ANDREOTTI: LOS ANGELES TIMES, LA SCONFITTA DEI PENTITI
ANDREOTTI: LOS ANGELES TIMES, LA SCONFITTA DEI PENTITI

Roma, 25 set. (Adnkronos/Los Angeles Times)- L'assoluzione di Giulio Andreotti al processo per l'assassinio del giornalista Mino Pecorelli e' vista da alcuni osservatori come ''una nuova sconfitta del programma di protezione dei pentiti, che dal 1991 si e' basato sulle rivelazioni di centinaia di informatori per mettere i boss mafiosi dietro le sbarre''. E' quanto scrive oggi il ''Los Angeles Times'' a commento della sentenza emessa ieri dal tribunale di Perugia, che ha assolto il senatore a vita e sette volte presidente del Consiglio dall'accusa di essere il mandante dell'omicidio Pecorelli.

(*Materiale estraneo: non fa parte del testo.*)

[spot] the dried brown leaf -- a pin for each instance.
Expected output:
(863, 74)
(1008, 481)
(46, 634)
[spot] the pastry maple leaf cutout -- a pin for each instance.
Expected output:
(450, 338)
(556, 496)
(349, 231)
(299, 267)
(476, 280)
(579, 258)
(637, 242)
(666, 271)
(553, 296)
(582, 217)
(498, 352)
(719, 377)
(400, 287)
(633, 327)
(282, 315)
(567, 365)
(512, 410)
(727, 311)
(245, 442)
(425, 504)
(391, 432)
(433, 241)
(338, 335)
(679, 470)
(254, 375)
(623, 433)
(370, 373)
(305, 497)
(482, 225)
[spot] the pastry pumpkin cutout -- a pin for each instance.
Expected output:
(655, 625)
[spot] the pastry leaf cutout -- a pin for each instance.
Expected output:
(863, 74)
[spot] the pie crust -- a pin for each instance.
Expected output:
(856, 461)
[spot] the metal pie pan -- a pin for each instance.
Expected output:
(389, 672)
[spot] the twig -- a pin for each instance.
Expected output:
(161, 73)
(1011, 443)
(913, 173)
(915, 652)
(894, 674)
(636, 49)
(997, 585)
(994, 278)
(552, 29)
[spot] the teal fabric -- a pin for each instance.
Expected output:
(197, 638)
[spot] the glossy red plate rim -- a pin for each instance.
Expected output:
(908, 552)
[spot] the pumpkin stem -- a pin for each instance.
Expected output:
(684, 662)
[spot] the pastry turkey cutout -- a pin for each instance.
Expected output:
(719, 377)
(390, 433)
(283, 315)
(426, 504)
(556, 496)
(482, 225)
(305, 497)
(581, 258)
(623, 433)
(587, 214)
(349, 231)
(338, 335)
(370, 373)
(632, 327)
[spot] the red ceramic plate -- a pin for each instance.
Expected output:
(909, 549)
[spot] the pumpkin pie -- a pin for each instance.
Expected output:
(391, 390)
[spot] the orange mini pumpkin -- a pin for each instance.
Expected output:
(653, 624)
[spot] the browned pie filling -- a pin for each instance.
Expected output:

''La sentenza ha messo fine a un processo sensazionale durato tre anni, nel quale la Procura ha imperniato le sue accuse sulle parole di un solo pentito di mafia'', rileva il quotidiano americano, secondo cui l'assoluzione di Andreotti ''e' una parziale rivincita'' sul tentativo di collegare al suo nome tutti gli scandali scoppiati all'inizio degli anni Novanta. Ricorda in proposito il ''Los Angeles Times'' che il senatore a vita e' anche accusato di essere stato per anni il padrino politico della mafia siciliana e di aver offerto protezione ai boss in cambio del sostegno alla Democrazia cristiana, accuse per le quali e' ancora sotto processo a Palermo.